Gli elementi più diversi sembrano fondersi nella complessa partitura, dalla tipica melodicità ereditata dal melodramma francese ottocentesco (Bizet e, soprattutto, Massenet) a limitate reminiscenze wagneriane (un non celato uso del leitmotiv, tuttavia non funzionale), dalla tradizione poliarmonica (politonale e polimodale) dei “Six” al colore orchestrale del “Pelleas” debussyano, senza alcun coinvolgimento o commistione con le concezioni estetiche e i tecnicismi della coeva avanguardia.
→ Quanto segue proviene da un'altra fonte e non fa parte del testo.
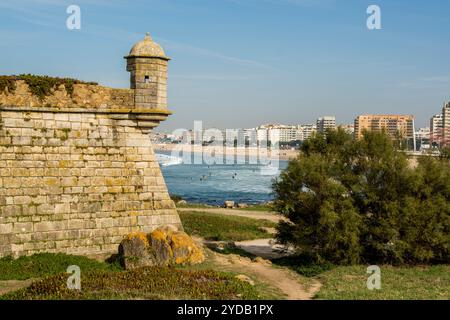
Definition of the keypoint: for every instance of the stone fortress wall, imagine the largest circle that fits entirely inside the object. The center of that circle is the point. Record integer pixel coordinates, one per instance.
(77, 171)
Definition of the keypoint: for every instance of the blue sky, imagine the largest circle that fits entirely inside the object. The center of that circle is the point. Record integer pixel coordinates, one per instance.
(240, 63)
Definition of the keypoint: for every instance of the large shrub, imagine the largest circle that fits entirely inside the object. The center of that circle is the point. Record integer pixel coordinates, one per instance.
(353, 201)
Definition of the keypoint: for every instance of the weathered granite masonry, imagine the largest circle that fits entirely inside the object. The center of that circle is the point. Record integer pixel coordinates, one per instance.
(77, 172)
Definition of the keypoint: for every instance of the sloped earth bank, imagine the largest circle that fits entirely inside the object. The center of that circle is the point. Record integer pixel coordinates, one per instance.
(293, 286)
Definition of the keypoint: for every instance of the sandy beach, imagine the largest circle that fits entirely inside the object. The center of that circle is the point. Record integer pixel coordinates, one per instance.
(238, 151)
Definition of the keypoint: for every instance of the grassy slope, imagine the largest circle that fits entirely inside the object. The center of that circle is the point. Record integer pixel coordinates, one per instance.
(45, 264)
(217, 227)
(145, 283)
(410, 283)
(108, 281)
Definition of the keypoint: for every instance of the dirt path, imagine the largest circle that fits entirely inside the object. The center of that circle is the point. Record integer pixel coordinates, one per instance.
(13, 285)
(287, 281)
(264, 215)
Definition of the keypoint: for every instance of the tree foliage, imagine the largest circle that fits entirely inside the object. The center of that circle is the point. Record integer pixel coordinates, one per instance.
(352, 201)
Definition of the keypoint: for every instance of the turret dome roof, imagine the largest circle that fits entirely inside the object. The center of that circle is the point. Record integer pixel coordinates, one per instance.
(147, 48)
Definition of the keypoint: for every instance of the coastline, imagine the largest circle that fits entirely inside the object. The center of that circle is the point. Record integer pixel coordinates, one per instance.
(285, 155)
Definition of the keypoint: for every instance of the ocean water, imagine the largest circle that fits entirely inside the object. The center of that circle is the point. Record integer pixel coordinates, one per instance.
(214, 184)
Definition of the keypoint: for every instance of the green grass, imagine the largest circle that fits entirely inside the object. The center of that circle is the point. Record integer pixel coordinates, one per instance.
(45, 264)
(193, 205)
(144, 283)
(399, 283)
(217, 227)
(350, 282)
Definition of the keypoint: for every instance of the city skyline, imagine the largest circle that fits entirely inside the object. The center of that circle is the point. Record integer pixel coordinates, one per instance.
(267, 65)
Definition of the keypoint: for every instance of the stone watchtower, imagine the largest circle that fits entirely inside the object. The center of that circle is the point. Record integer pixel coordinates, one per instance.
(147, 64)
(77, 168)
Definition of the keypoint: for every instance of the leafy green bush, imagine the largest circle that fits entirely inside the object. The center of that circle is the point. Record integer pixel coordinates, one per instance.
(40, 86)
(45, 264)
(143, 283)
(351, 201)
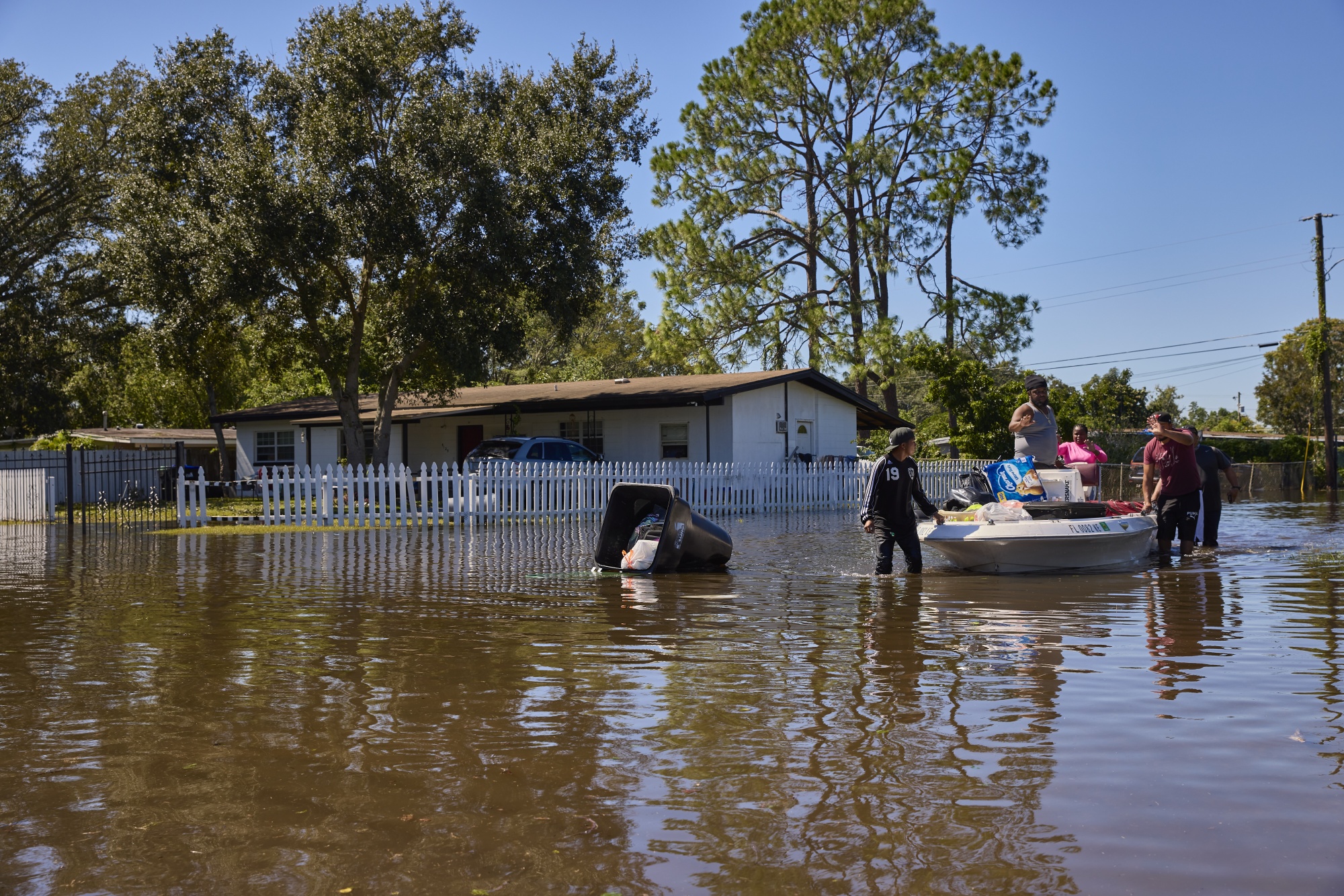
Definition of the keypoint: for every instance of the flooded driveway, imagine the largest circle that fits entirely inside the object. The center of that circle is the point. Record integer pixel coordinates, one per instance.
(407, 713)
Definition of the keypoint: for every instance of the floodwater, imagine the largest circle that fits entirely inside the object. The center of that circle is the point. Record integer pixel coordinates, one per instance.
(404, 713)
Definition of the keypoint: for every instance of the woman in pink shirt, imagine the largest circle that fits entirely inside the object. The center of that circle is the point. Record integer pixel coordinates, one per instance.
(1081, 451)
(1084, 452)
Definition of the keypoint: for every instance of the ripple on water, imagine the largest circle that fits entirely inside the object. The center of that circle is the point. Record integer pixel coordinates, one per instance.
(476, 711)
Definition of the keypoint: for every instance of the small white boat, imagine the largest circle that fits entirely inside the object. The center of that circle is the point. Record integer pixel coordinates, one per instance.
(1037, 546)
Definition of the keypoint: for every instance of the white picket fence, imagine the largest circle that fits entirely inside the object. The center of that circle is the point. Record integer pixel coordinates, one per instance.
(28, 495)
(436, 495)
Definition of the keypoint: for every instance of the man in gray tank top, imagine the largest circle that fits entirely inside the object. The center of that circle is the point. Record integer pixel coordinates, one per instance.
(1034, 428)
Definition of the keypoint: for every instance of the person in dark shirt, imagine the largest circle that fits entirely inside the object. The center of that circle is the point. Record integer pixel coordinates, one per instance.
(1210, 463)
(1171, 456)
(888, 507)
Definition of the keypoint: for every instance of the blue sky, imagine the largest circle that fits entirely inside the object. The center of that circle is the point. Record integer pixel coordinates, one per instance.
(1197, 134)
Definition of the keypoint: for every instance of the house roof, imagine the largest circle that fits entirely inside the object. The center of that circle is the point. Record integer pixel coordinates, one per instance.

Ne risulta, pertanto, un affresco musicale che tende a evocare, sovente con forti tinte intrise di drammaticità, una sorta di espressività psicologica dei personaggi raffigurati (soprattutto Soeur Blanche, la protagonista, ma anche la Priora) e travalica lo stesso misticismo che si esalta ed emerge nei profondi e ancestrali squarci corali (si pensi al “Salve Regina” dell’ultima scena, intonato dalle Carmelitane che salgono al patibolo, e al “Veni Creator Spiritus”, accennato da Blanche che sceglie di condividere il martirio con le consorelle).

L’esecuzione degli estratti dell’opera – ben distribuiti drammaturgicamente nella selezione operata – è stata indubbiamente di alto valore artistico: eccellenti tutti gli interpreti, il soprano Hélène Guilmette (Sorella Costance), il soprano Karen Vourc’h (Blanche), il mezzosoprano Monica Bacelli (Madre Marie), il tenore Jean François Borras (il Cavaliere de la Force), il baritono Laurent Naouri (il Marchese de la Force), i quattro artisti del coro (il mezzosoprano Michela Malagoli – una carmelitana –, il contralto Simonetta Pelacchi – Sorella Mathilde –, il contralto Tiziana Pizzi – Madre Jeanne – e il Tenore Carlo Napoletani – Thierry) e, soprattutto, il contralto Sylvie Brunet-Grupposo (la Priora) per un’intensa e irripetibile performance di straordinaria potenza espressiva. Buona (ma esuberante) s’è mostrata l’interpretazione del francese Stéphane Denève, che ha diretto l’orchestra ceciliana sempre in grado di esprimersi ai massimi livelli: consequenziali le prolungate ovazioni del non numerosissimo pubblico a tutti i protagonisti di un evento concertistico di notevole contenuto culturale.